Para que los cónyuges puedan separarse judicialmente de mutuo acuerdo es necesario que hayan transcurrido al menos tres meses desde la celebración del matrimonio y que se aporte junto a la demanda de separación un convenio regulador, en el que los cónyuges deberán alcanzar un acuerdo sobre la guardia y custodia de los hijos, el régimen de visitas, las pensiones alimenticias y compensatoria, si procede, el uso de la vivienda familiar, etc.

No es preciso que se alegue ninguna causa sino que basta que ambos cónyuges manifiesten su conformidad de poner fin a su convivencia matrimonial.

El procedimiento judicial es sencillo, rápido, breve y si comparecen ambos esposos bajo la misma representación y defensa procesales (abogado y procurador), relativamente barato.

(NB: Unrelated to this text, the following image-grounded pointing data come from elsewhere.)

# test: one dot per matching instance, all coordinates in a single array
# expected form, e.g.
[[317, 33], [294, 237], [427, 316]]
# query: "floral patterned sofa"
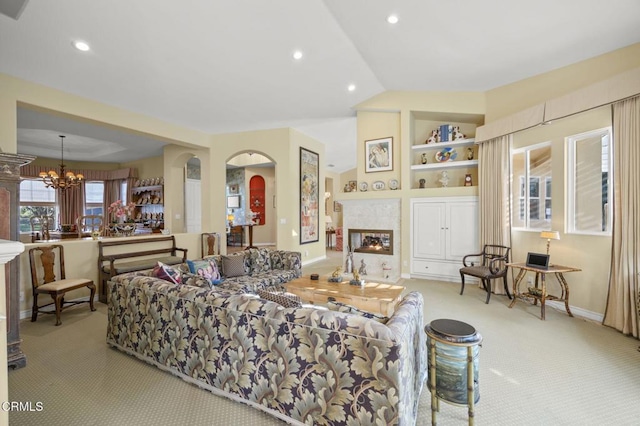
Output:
[[304, 365]]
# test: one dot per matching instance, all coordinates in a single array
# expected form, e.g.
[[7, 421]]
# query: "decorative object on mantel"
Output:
[[348, 263], [434, 138], [363, 268], [457, 134], [378, 155], [447, 154], [444, 179], [64, 180], [122, 224], [336, 275]]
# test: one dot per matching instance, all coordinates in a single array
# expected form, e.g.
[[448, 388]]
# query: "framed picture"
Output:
[[378, 155], [309, 196], [233, 202]]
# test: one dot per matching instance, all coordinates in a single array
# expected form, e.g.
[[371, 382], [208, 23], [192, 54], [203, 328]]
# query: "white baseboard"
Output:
[[314, 260], [577, 312]]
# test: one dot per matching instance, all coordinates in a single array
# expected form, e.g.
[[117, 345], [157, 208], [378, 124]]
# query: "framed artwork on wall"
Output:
[[378, 155], [309, 192]]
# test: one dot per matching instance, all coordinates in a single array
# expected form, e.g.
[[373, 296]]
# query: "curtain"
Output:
[[111, 195], [494, 194], [71, 204], [621, 311]]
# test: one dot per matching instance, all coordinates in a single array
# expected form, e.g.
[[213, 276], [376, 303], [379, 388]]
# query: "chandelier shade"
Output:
[[62, 180]]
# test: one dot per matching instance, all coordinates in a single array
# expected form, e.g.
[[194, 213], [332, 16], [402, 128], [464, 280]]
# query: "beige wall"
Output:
[[511, 98], [150, 167], [591, 253]]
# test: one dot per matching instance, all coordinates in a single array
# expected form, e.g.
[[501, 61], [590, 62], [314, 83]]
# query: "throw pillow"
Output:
[[288, 300], [206, 269], [167, 273], [233, 266], [343, 307]]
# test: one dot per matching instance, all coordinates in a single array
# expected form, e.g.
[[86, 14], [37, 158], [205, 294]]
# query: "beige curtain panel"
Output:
[[494, 195], [622, 302]]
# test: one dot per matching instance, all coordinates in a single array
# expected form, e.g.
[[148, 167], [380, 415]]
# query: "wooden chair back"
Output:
[[47, 262]]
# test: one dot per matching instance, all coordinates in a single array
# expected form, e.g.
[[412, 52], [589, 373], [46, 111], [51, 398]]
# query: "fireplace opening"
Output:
[[372, 241]]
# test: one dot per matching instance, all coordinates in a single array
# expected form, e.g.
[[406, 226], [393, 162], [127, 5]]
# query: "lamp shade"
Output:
[[550, 235]]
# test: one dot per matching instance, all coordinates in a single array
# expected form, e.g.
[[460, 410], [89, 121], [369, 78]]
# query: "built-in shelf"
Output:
[[440, 145], [445, 165]]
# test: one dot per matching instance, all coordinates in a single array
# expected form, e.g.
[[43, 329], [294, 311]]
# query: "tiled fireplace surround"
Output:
[[374, 215]]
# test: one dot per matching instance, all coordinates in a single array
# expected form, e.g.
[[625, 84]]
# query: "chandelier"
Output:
[[63, 180]]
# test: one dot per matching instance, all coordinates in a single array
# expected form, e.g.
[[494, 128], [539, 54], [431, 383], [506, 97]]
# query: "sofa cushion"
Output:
[[259, 260], [288, 300], [349, 309], [207, 269], [167, 273], [233, 266]]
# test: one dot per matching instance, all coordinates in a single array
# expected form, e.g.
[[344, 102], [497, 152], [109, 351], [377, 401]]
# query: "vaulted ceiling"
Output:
[[225, 66]]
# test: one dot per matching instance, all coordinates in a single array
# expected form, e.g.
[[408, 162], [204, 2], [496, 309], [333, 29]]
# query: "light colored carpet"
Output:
[[562, 371]]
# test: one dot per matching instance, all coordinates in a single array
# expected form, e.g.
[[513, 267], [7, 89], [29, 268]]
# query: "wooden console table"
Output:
[[540, 290]]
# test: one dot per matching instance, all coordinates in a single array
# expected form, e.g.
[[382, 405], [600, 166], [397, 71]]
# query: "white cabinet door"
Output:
[[462, 229], [429, 230]]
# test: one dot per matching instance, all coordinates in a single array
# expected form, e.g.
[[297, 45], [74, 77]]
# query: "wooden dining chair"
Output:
[[43, 281], [490, 264]]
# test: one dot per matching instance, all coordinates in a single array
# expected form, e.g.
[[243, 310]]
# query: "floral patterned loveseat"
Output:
[[304, 365]]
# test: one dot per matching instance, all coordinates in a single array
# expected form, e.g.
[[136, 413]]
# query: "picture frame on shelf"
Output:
[[378, 155], [309, 196]]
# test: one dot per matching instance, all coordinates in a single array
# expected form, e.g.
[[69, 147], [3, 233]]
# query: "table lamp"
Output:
[[328, 221], [550, 235]]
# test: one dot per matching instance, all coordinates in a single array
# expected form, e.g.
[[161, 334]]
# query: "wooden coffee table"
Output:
[[373, 297]]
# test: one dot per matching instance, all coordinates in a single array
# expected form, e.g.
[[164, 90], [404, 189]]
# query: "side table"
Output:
[[453, 364], [540, 293]]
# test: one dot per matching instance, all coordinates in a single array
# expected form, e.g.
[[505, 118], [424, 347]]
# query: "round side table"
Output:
[[453, 364]]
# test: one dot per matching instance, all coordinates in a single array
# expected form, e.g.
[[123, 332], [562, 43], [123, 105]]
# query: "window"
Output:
[[532, 165], [589, 165], [36, 200], [94, 196]]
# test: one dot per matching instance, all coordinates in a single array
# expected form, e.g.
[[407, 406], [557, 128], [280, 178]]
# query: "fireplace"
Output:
[[373, 241]]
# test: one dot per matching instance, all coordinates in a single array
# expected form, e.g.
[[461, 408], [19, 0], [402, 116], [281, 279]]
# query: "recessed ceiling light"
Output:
[[81, 45]]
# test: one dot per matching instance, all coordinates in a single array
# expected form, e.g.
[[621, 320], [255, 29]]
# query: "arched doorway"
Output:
[[251, 200]]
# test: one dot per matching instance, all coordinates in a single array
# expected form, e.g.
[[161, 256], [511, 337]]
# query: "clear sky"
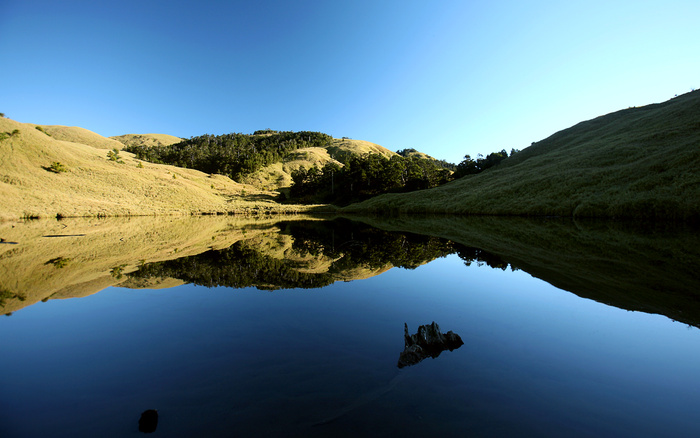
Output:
[[448, 78]]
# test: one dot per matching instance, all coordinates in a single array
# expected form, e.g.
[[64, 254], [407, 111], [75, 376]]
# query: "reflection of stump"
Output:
[[148, 421], [427, 342]]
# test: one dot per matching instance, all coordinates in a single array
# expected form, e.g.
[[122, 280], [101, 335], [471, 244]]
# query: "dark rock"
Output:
[[148, 421], [427, 342]]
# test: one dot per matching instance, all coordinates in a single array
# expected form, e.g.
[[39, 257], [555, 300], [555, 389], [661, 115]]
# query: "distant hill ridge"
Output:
[[637, 163]]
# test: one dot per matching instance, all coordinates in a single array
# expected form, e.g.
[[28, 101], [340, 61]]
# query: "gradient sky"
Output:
[[448, 78]]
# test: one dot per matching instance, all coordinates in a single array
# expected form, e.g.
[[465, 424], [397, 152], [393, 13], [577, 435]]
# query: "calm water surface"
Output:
[[219, 361]]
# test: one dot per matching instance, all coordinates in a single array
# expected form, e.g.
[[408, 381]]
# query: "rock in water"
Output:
[[427, 342], [148, 421]]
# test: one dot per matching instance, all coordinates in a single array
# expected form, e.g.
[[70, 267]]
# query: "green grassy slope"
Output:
[[638, 162]]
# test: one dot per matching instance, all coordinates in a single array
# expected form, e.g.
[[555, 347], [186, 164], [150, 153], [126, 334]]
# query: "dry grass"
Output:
[[341, 149], [75, 134], [95, 186], [278, 176], [146, 139]]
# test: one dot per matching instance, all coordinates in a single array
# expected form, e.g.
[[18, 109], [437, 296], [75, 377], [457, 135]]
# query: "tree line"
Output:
[[233, 155], [365, 176]]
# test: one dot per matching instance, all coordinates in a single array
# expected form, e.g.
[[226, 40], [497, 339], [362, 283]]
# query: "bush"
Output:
[[56, 167], [113, 155], [40, 129]]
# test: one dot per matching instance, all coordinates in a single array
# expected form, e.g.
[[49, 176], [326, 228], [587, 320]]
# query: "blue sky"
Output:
[[448, 78]]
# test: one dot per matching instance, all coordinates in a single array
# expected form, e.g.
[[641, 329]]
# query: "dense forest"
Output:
[[365, 176], [233, 155], [352, 244], [469, 166]]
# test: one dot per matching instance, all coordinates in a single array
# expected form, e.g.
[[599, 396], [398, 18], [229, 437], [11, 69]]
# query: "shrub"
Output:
[[40, 129], [113, 155], [56, 167]]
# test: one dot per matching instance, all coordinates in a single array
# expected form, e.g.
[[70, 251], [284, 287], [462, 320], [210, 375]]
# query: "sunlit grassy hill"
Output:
[[58, 171], [146, 139], [639, 162], [279, 175], [75, 134]]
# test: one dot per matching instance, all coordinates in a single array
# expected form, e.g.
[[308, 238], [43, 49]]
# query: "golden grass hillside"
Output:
[[75, 134], [85, 183], [146, 139], [640, 162], [278, 176]]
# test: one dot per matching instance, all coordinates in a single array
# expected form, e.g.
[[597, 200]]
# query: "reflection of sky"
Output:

Además, es el procedimiento de menor coste moral para las partes, dadas las circunstancias personales que se dirimen en los mismos: En la mayor parte de los casos, la relación futura entre las partes y entre éstas y sus hijos dependerá del modo en el que se haya tramitado el procedimiento de separación, por lo que todos los esfuerzos para alcanzar un acuerdo serán pocos.

Contenciosa

En el procedimiento de separación contenciosa y dado que las partes no son capaces de alcanzar ningún acuerdo, junto a la demanda de separación en el procedimiento contencioso no se acompaña ningún convenio regulador, sino que los términos que debería comprender éste (guardia y custodia de los hijos, régimen de visitas, pensiones, uso de la vivienda familiar, etc.) son acordados por el juez tras la valoración de las pruebas practicadas en el juicio.

Desde la modificación operada en julio de 2005 no es necesario que se alegue alguna causa (como anteriormente lo eran los malos tratos, el abandono del hogar, la infidelidad, el alcoholismo, etc-) bastando para promover el procedimiento que hayan transcurrido tres meses desde la celebración del matrimonio.

No será necesario que haya transcurrido este plazo cuando se acredite que existe un riesgo para la vida, la integridad física, la libertad, la integridad moral o libertad e indemnidad sexual del cónyuge que solicita la separación, de los hijos de ambos o de cualquiera de los miembros del matrimonio.

El procedimiento puede resultar largo, complejo y con un importante coste no sólo económico sino también moral para ambas partes.

Dependiendo de las circunstancias del caso, es posible tramitar con carácter previo o simultáneo al procedimiento de separación, las llamadas medidas provisionales destinadas a regular la situación patrimonial entre los cónyuges (cargas del matrimonio) y fundamentalmente respecto a los hijos (atribución de la guardia y custodia, régimen de visitas y comunicaciones, pensión de alimentos, etc.) mientras se desarrolla el procedimiento de separación y hasta su conclusión.
No debe olvidarse que, si las partes consiguen llegar a un acuerdo durante la tramitación del procedimiento de separación contenciosa, podrán convertir éste de inmediato en un procedimiento de separación de mutuo acuerdo, para lo cual será imprescindible que elaboren y firmen un convenio regulador.